Here's the Woodkid song I really would like learn to play next.  Too bad I just don't have the skills to figure it out myself.

Woodkid - Conquest of Spaces

Thursday, October 10, 2013

Musique d'auteur

So a person who watches night-time comedy content produced by Comedy Central is bound to see a lot of advertisements for adult beverages.

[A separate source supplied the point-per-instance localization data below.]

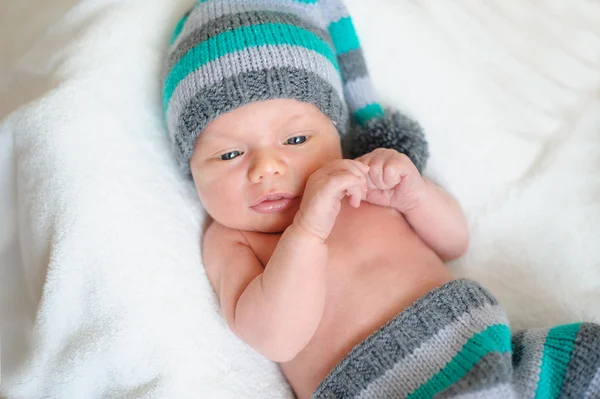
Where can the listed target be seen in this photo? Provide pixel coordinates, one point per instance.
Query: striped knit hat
(228, 53)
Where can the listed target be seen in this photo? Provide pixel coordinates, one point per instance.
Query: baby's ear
(393, 130)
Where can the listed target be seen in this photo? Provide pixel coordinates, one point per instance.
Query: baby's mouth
(274, 203)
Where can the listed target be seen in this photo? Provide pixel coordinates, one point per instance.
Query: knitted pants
(455, 342)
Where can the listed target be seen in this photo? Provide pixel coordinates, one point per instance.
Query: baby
(333, 266)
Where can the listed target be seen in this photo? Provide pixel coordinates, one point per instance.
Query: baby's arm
(278, 310)
(438, 219)
(434, 214)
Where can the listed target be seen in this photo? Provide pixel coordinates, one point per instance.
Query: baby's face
(244, 160)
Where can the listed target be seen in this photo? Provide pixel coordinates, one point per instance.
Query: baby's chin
(272, 223)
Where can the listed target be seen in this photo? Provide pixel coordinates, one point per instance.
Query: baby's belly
(363, 294)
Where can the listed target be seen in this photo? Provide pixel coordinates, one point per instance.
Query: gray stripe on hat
(247, 60)
(528, 351)
(210, 10)
(425, 361)
(490, 371)
(359, 93)
(593, 391)
(334, 10)
(352, 65)
(408, 338)
(584, 362)
(234, 21)
(249, 87)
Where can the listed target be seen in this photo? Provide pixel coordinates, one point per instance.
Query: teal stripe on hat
(495, 338)
(179, 27)
(367, 113)
(557, 353)
(239, 39)
(343, 35)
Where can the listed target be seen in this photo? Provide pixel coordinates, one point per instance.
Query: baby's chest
(358, 236)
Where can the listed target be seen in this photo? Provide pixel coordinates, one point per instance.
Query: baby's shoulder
(217, 235)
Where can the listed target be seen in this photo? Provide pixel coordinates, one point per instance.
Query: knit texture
(228, 53)
(455, 341)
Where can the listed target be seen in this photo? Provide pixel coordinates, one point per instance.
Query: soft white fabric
(101, 284)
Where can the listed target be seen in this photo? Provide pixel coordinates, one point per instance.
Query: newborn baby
(333, 266)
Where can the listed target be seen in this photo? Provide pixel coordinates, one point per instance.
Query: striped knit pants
(455, 342)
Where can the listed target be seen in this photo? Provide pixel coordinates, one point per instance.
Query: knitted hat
(229, 53)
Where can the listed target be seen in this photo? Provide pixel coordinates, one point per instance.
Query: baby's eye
(230, 155)
(296, 140)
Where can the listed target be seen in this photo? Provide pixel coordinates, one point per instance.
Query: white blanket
(102, 288)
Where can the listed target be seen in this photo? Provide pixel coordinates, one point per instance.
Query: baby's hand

Most ads are just icky.  Few rise above the scuffle.  One company, though, long known for its iconic print ads, does so consistently.  The ad I saw this weekend while catching up on the Colbert Report on hulu was as visually and musically arresting as an ad could be.

So I went hunting.

The music in the ad is by Woodkid, an artist new to me.  And WOW.  Let's just say this: remember how I have spent previous posts gushing over The National and Mumford and Sons?  Let me now gush for Woodkid.  His real name is Yoann Lemoine; he is French; he has already done a lot of film work with lots of big artists whose names trigger instant recognition but who I really don't listen to.  But now he is doing his own thing and it is amazing.  There are a couple of EPs, Iron and Run Boy Run, followed by a debut album, The Golden Age.  There are music videos for Run Boy Run, I Love You, and Iron.  The work is just so impressive taken as a group that I'm breaking with my usual self-imposed limit of one video per post.  This just doesn't seem like the time for moderation.  Shall we take a look?

Woodkid - Iron





Woodkid - Run Boy Run





Woodkid - I Love You






There are also "Quintet" versions of I Love You and Iron.  

Woodkid - I Love You (Quintet version)





Woodkid - Iron (Quintet version)





And finally, there is the title track of the album, which I find so intriguing.  Not that I don't find the rest of the album intriguing/arresting/necessary, it's just that I want to revel in the similarity of the staccato horn work starting at 1:34 with the brass in Bjork's Wanderlust.  Different but similar.  It's really such a driving, urgent sound.

Woodkid - The Golden Age (and the rest of it).  Downloadable on Amazon.